The cognitive decline associated with Alzheimer’s disease is, to a great extent, the result of a loss in synapses. The next challenge for our group will be to demonstrate the capacity to recover lost synapses in a senile animal and, what is even more promising and exciting, in an animal model of Alzheimer.
The activating molecule has been patented, and we are currently searching for possible opportunities for collaboration in the pharmaceutical sector in order to further its development.
δ Our second line of research concerns Glaucoma. Glaucoma is a disease of the eyeball that presents as an increase in intraocular pressure. If left uncontrolled, this increase in pressure results in damage to the retinal ganglion neurons, causing irreversible blindness. Our group is researching the role of PI3K in controlling intraocular pressure and the survival of retinal ganglion neurons (Syriani et al., 2008; Syriani et al., 2009).

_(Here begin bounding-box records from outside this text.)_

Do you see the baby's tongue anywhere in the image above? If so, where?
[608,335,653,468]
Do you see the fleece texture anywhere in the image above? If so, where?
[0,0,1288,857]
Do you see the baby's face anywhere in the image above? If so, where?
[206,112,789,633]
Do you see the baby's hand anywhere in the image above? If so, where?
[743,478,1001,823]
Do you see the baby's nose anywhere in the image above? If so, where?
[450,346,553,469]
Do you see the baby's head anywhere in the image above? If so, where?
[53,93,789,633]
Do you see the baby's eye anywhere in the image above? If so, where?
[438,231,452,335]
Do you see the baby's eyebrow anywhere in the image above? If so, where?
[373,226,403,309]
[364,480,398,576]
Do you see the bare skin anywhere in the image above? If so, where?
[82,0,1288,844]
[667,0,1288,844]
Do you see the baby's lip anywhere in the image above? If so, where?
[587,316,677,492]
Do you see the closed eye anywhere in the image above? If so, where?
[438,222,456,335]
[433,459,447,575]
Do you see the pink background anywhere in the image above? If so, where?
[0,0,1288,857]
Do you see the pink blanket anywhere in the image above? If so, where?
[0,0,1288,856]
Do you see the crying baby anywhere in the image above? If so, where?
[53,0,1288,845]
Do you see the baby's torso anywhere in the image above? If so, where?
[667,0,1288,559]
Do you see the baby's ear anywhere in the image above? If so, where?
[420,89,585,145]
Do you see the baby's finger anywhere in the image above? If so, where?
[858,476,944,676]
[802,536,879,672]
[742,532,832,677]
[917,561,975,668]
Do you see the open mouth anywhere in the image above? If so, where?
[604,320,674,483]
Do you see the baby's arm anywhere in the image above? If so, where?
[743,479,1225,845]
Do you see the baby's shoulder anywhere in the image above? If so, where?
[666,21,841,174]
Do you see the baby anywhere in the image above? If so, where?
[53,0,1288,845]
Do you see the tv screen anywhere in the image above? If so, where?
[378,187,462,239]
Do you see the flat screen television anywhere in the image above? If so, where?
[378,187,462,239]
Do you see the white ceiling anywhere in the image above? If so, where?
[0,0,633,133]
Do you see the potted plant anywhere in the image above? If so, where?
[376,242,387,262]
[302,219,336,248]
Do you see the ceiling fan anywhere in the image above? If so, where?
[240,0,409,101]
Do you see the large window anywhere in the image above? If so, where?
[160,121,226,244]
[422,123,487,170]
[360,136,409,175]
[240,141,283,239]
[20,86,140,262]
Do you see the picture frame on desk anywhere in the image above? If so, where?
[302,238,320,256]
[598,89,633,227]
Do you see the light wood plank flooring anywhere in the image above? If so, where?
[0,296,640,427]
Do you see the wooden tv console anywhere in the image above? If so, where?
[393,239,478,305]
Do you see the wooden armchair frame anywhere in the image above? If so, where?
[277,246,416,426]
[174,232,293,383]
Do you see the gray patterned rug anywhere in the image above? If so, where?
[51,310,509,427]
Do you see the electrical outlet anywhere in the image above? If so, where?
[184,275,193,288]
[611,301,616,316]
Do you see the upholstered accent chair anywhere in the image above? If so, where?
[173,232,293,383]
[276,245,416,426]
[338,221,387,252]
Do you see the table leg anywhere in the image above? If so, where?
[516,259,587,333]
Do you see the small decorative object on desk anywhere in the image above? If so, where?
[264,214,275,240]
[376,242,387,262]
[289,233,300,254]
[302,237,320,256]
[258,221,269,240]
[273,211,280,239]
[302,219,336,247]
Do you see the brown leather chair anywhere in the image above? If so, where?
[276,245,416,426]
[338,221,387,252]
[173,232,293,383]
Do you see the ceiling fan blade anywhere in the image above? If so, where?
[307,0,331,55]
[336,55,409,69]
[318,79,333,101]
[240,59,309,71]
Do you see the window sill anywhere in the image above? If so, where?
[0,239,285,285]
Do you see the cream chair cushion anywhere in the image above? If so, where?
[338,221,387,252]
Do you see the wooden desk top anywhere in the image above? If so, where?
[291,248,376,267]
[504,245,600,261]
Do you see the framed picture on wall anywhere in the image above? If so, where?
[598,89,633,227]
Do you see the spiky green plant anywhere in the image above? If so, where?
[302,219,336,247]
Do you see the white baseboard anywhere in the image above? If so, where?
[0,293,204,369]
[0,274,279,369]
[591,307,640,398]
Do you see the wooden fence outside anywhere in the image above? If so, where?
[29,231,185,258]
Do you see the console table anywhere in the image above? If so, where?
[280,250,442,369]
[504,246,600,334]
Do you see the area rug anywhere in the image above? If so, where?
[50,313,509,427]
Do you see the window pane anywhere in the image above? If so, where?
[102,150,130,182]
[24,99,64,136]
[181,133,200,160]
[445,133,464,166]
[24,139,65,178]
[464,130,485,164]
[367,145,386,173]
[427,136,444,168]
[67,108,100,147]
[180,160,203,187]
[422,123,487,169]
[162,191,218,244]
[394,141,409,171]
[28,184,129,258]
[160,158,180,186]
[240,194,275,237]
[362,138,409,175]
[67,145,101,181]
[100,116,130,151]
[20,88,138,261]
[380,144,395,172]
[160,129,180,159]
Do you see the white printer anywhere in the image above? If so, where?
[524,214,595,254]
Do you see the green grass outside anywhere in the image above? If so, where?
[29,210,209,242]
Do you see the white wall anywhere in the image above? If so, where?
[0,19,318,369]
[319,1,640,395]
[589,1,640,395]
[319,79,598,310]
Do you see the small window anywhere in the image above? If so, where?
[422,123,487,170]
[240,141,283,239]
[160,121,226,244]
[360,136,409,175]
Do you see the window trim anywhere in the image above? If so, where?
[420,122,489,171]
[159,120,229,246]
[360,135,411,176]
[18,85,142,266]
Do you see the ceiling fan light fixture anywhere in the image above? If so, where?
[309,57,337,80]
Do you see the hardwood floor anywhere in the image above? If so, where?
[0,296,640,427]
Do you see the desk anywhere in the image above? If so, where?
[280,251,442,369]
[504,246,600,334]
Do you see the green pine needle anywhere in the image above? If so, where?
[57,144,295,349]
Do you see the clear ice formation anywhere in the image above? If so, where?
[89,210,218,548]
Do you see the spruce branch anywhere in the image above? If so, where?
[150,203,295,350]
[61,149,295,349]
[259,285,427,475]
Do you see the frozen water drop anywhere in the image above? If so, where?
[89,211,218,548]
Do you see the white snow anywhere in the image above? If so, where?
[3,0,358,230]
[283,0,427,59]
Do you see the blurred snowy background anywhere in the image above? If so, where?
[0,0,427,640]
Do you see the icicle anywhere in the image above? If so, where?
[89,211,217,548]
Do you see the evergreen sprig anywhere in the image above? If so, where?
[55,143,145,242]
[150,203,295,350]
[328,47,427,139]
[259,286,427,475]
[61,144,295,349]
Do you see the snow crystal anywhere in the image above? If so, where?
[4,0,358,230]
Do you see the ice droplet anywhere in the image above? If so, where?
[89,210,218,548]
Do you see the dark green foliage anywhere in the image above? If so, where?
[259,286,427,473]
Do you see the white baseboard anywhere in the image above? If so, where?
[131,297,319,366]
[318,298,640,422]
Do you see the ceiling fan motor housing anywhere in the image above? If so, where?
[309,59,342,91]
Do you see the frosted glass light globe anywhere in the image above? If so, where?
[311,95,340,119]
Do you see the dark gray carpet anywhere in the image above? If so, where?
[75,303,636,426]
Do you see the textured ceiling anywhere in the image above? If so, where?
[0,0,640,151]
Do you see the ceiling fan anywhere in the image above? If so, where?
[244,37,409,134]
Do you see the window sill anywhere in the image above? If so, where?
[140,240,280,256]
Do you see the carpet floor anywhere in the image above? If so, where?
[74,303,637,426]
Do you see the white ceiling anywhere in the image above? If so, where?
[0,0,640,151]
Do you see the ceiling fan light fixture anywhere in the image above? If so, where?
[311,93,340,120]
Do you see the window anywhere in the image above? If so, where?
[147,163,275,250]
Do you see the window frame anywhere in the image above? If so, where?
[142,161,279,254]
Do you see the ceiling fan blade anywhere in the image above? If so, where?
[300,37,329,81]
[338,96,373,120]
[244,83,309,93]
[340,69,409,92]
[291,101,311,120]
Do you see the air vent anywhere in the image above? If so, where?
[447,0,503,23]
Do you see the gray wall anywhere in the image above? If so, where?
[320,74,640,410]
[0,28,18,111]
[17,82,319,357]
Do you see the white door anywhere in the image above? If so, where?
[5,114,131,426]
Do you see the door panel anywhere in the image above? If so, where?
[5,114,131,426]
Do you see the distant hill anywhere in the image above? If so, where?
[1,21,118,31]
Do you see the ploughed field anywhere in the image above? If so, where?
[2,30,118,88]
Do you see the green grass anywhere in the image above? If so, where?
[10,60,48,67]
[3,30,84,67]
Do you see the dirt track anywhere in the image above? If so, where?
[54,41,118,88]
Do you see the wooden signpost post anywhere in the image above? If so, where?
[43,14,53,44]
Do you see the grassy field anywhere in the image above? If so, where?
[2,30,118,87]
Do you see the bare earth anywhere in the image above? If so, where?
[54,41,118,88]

δ The third line of research is a collaborative effort with Dr. Josep Gamez (Hospital del Valle Hebrón, Barcelona). In this study, we are identifying mutations in the genes involved in amyotrophic lateral sclerosis (ALS) or Lou Gehrig's disease. ALS is a neurodegenerative disease specifically affecting motor neurons, causing paralysis and ultimately death (Syriani et al. 2009; Syriani et al. 2011; Gamez et al. 2011).
δ The most recent incorporation is the collaboration with Programming and Symbolic Computation Team of university of La Rioja (Department of Mathematics and Computer Science) directed by Doctor Julio Rubio. The Project deals with the development of software for identification and quantification of neuronal structure and synaptic density.